When I teach, I come to class prepared. In fact, I sometimes come to class with a Plan A, Plan B and an Emergency Back-Up Plan. I think this stems from the days when I didn’t exactly know what I was doing. Case in point: Many years ago, when I was just starting out, students were completing their last day of oral presentations. One girl was standing up before the class doing her thing and a small group of boys were being – well, let’s just say, a little bit disruptive. Nothing major. They just weren’t really interested in the symbolism that she had found so riveting in Ordinary People.

I tried to get the attention of one of the boys. No luck. I tried to make eye contact with another. Nothin’. Finally, I took my pen – a Precise V5 extra fine tip pen in hand and attempted to throw it so that it would hit the main offender: Let’s call him Hugo. It should be noted here – and you can’t make this stuff up – that Hugo just so happened to have one good eye, having lost the other eye several years earlier although I never found out the circumstances surrounding how it had happened. Anyway, I tried to aim for Hugo’s leg – to get his attention without disrupting the entire class. I figured he’d feel the pen tap his leg, look at me, I’d give him “the death eye” and he’d stop screwing around. It seemed foolproof.

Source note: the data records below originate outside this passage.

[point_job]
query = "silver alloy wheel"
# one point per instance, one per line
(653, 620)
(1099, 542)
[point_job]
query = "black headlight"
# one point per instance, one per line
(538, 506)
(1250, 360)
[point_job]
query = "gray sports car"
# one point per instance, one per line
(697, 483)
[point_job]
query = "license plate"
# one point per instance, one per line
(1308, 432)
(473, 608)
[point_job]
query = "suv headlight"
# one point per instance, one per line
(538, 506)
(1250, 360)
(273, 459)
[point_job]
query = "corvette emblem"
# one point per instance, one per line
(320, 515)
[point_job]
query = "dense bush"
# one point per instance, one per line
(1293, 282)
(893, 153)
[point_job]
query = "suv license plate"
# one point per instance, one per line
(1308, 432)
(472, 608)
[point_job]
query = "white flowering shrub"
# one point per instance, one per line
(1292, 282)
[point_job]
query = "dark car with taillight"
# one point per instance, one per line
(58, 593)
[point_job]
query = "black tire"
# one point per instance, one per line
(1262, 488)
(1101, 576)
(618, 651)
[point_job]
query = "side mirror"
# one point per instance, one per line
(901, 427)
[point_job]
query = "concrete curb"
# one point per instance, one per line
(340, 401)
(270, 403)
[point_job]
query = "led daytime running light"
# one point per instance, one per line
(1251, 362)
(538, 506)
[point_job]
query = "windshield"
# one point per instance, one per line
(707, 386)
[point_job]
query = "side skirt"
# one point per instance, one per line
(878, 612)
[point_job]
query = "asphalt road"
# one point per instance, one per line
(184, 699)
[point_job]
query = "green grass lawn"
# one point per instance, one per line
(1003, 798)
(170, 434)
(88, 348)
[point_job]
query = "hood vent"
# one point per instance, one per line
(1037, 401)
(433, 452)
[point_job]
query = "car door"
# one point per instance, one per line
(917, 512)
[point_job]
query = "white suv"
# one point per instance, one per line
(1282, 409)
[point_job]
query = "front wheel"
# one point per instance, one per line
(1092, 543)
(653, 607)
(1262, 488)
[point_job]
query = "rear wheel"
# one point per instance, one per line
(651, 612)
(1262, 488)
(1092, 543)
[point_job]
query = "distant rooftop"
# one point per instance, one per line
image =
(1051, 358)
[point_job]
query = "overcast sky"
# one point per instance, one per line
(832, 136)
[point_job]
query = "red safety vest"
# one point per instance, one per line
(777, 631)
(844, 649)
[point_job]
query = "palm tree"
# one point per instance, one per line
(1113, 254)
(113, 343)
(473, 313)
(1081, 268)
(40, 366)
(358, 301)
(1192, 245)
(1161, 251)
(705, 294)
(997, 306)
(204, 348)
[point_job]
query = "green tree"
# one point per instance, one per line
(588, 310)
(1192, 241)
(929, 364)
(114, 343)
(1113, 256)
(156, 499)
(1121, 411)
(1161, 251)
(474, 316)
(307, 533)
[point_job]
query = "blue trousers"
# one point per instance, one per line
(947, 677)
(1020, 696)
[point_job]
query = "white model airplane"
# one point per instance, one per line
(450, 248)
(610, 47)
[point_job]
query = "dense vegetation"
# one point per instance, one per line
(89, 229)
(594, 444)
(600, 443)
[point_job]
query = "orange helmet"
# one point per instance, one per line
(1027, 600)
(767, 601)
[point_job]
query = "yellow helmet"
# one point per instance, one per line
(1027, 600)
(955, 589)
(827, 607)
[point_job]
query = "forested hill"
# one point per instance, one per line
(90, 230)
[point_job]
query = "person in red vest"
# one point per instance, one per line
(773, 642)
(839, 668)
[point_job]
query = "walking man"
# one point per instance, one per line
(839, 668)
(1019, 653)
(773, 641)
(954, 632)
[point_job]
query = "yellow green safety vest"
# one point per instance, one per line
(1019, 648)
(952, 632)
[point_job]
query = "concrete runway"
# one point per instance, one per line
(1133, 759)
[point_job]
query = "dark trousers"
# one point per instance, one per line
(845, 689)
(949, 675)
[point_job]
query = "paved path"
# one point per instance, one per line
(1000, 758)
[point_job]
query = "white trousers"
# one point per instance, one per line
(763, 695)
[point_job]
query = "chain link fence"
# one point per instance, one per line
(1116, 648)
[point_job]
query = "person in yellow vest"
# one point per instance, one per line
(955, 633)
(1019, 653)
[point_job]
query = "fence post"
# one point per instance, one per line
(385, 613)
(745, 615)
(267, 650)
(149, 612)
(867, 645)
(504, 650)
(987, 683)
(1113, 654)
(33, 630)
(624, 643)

I don’t know how it happened because I usually have pretty good aim, but anyone who was in the class that day would vouch for the fact that the pen did not hit Hugo on the leg. That pen had a mind of its own and fueled by green ink, it launched itself upwards right into Hugo’s face just below (or maybe above?) his good eye.

Hugo stood up before the entire class holding his face, “What the hell are you are doing?” he shouted (and with good reason). “You could have blinded me?” And with that, Hugo announced that he was going to the nurse, the principal and, then, he was going to call his mother.

I had done precisely what I had set out not to do. I had disrupted the class completely. At the time, I pretty sure that I was going to be fired. After apologizing to the student presenter for creating such a commotion, class ended, and I hustled up to the Upper School principal to whom I confessed all my terrible, unforgivable sins. She clucked her tongue at me, told me to call Hugo’s mother, and explain what had happened. Thank goodness, Hugo’s mother was wonderful, supportive, understanding – and even joked that sometimes she wanted to poke out Hugo’s good eye. Later, I also apologized to Hugo who  apologized to me for being disruptive and disrespectful.

I have often thought about my experience with Hugo. As a new teacher, I was trying to figure things out. After throwing a pen at my wonderful student, I learned many things: First and foremost, I learned to never throw anything at anyone in-class ever again.  But I learned a lot of other things, too. Over time, I discovered more creative methods to communicate with students about their behavior without making the class come to a grinding halt.  I learned a great deal about respect that day and how quick-actions can lead to terrible consequences. I learned that sometimes teachers need to apologize to their students because sometimes teachers are the biggest twits of all. We learn from experience.

Oh, and I didn’t  get fired.

What’s a not-so-great thing you did on the job that turned into a huge learning moment?